A class that will split the training dataset to both train and validation set and then does
probability calibration.
model = Classification model
Xtrain = Independent feature set
ytrain = target variable set
cv = cross validation method
cal_method = 'sigmoid' or 'isotonic'.
"""
def __init__(self, model, Xtrain, ytrain, cv, cal_method):
self.model = model
self.Xtrain = Xtrain
self.ytrain = ytrain
self.cv = cv
self.cal_method = cal_method
def calibrate_probability(self):
from sklearn.model_selection import train_test_split
from sklearn.calibration import CalibratedClassifierCV
from sklearn.calibration import calibration_curve
train_X, val_X, train_y, val_y = train_test_split(self.Xtrain,
self.ytrain,
test_size = 0.2,
random_state = seed)
#uncalibrated model
for train_index, test_index in self.cv.split(train_X, train_y):
X_train_kfold, X_val_kfold = train_X[train_index], train_X[test_index]
y_train_kfold, y_val_kfold = train_y[train_index], train_y[test_index]
self.model.fit(X_train_kfold, y_train_kfold)
uc_probs = self.model.predict_proba(val_X)[:, 1]

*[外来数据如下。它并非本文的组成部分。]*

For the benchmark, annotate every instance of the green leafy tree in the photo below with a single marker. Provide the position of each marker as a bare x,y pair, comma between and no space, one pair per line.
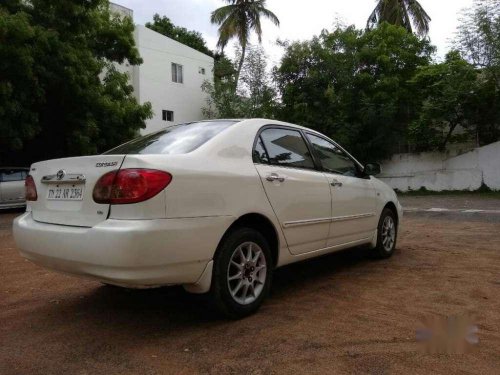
193,39
354,86
401,13
448,92
60,93
237,20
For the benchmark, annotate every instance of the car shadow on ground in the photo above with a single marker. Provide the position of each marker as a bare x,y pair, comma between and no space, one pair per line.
172,307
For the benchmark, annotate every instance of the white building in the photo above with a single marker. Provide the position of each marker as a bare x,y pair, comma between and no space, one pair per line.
170,77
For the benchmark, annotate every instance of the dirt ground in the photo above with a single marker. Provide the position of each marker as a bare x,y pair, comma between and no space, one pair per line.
342,313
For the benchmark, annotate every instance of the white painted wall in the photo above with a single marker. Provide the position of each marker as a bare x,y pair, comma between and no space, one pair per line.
438,171
153,83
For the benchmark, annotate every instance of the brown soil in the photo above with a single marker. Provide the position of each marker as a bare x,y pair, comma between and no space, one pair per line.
342,313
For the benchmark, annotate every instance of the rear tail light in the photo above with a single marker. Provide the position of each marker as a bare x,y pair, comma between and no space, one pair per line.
130,185
30,189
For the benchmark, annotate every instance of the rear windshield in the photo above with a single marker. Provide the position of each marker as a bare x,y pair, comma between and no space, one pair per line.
177,139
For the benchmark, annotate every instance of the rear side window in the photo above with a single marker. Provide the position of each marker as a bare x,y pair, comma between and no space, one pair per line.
287,148
178,139
332,158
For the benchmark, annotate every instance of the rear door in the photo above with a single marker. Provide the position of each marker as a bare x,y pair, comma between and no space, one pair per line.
64,188
12,185
298,193
353,195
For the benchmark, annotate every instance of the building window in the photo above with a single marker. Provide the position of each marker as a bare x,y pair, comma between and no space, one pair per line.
167,115
177,73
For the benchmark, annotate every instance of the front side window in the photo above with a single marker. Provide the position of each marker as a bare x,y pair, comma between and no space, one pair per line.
177,139
332,158
177,75
287,148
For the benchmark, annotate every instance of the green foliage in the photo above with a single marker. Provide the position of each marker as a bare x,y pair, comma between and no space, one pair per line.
59,93
354,86
193,39
255,96
400,13
448,94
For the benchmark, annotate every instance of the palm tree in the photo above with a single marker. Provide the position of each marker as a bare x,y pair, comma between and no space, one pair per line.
237,20
401,13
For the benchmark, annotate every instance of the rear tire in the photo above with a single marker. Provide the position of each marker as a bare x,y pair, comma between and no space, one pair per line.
242,273
387,234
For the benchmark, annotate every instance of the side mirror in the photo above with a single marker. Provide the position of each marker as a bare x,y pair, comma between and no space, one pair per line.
372,169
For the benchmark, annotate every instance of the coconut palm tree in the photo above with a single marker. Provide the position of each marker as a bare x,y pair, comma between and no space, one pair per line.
237,20
402,13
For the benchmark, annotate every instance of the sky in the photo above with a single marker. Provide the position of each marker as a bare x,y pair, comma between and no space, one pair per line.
299,20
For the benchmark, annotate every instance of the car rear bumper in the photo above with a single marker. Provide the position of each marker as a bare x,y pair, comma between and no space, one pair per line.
133,253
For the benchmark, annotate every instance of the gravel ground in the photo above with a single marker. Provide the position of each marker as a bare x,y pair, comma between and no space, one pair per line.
338,314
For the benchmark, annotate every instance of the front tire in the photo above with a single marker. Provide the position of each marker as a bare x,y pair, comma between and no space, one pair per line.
242,273
387,234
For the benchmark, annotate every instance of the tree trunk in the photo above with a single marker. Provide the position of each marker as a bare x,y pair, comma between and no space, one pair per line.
240,65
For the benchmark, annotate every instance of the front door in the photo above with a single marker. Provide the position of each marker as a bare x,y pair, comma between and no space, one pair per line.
299,194
353,195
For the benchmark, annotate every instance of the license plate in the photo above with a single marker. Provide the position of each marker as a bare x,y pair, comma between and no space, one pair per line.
65,193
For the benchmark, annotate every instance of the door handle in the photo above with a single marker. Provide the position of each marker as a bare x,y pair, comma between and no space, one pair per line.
275,177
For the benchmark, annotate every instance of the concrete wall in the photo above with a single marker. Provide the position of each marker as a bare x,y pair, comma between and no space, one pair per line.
153,83
438,171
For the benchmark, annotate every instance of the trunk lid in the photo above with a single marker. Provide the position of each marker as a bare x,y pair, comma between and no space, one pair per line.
64,188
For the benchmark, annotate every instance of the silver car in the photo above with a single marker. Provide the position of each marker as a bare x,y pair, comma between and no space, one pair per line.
12,187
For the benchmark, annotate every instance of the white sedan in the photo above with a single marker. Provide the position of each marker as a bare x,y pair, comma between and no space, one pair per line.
214,206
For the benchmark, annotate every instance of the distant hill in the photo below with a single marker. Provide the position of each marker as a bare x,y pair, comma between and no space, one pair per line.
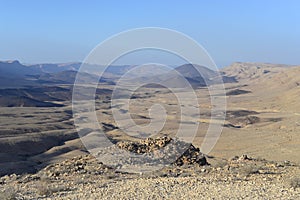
55,68
196,75
249,71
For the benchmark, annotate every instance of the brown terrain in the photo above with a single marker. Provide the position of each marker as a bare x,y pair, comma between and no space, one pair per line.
256,156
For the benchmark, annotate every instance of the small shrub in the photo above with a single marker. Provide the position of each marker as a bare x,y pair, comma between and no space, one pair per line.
8,194
295,182
249,169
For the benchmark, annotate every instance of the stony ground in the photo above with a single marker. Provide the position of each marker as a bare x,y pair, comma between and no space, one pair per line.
84,177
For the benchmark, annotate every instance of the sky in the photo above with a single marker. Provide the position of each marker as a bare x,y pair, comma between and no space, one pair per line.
66,31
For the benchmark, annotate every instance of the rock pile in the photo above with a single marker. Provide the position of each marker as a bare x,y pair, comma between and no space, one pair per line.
167,148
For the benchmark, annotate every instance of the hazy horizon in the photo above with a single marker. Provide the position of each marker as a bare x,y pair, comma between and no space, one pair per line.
59,32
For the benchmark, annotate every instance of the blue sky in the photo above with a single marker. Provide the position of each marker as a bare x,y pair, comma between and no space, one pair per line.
64,31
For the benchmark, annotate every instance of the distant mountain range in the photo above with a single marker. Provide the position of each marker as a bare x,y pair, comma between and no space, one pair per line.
49,85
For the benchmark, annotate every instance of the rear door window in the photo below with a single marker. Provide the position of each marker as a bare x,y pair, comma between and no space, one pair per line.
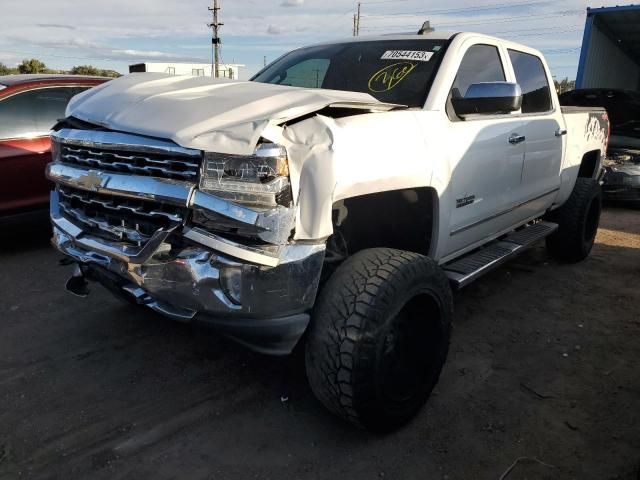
34,112
531,76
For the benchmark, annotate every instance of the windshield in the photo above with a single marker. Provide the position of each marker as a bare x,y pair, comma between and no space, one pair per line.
394,71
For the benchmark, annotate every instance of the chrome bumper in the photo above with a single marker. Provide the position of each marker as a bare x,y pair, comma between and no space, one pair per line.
182,270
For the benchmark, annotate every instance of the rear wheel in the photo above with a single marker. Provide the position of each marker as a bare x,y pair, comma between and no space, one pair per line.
578,221
379,337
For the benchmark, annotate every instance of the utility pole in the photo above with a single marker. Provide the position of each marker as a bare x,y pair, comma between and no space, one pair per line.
215,39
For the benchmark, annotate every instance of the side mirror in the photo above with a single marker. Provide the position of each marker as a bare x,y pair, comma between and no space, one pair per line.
488,98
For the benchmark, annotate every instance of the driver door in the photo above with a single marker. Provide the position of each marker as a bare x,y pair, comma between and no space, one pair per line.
487,176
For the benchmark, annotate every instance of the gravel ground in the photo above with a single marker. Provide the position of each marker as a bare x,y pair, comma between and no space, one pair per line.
543,365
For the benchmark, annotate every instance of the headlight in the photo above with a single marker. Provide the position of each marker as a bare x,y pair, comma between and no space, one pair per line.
261,179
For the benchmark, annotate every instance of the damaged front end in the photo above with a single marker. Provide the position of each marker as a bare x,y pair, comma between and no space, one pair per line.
193,235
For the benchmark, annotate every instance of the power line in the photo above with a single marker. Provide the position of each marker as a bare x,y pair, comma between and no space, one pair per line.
563,13
471,9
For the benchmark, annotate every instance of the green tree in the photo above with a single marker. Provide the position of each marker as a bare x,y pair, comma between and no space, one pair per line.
85,70
4,70
32,66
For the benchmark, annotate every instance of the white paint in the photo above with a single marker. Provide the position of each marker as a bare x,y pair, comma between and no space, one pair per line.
333,159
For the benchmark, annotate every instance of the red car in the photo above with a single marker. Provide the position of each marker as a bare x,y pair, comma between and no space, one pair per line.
29,106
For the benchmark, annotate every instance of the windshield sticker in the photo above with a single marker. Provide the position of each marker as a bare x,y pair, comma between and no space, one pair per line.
416,55
390,76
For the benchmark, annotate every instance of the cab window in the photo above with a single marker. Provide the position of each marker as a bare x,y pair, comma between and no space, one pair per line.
34,112
480,64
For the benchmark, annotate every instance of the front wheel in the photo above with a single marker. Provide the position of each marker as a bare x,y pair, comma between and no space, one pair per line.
578,221
379,337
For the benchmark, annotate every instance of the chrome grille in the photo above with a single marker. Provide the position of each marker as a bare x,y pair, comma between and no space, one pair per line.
117,218
171,165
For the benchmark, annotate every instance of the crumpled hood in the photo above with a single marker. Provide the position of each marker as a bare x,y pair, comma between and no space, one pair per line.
204,113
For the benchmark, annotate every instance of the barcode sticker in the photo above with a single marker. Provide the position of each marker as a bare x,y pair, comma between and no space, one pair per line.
416,55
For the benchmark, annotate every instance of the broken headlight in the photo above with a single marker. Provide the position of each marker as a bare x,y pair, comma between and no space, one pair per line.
261,179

uc_fop, uc_mpv = calibration_curve(val_y, uc_probs, n_bins=10, normalize=True,
strategy = 'quantile')
#Calibrating Model
self.cal_model = CalibratedClassifierCV(self.model, method=self.cal_method, cv=self.cv)
self.cal_model.fit(val_X, val_y)
# predict probabilities
c_probs = self.cal_model.predict_proba(val_X)[:, 1]
# reliability diagram
c_fop, c_mpv = calibration_curve(val_y, c_probs, n_bins=10, normalize=True,
strategy = 'quantile')
# plot CATBOOST calibrated
plt.plot([0, 1], [0, 1], linestyle='--');
# plot un calibrated model reliability
plt.plot(uc_mpv, uc_fop, marker='.', label = 'Uncalibrated');
# plot calibrated reliability
plt.plot(c_mpv, c_fop, marker='.', label = 'Calibrated');
plt.title(type(self.model).__name__ + ' ' + self.cal_method)
plt.ylabel('Fraction of Positives (fop)')
plt.xlabel('Mean Predicted Value (mpv)')
plt.legend();
plt.tight_layout()
【问题讨论】:
标签: python machine-learning calibration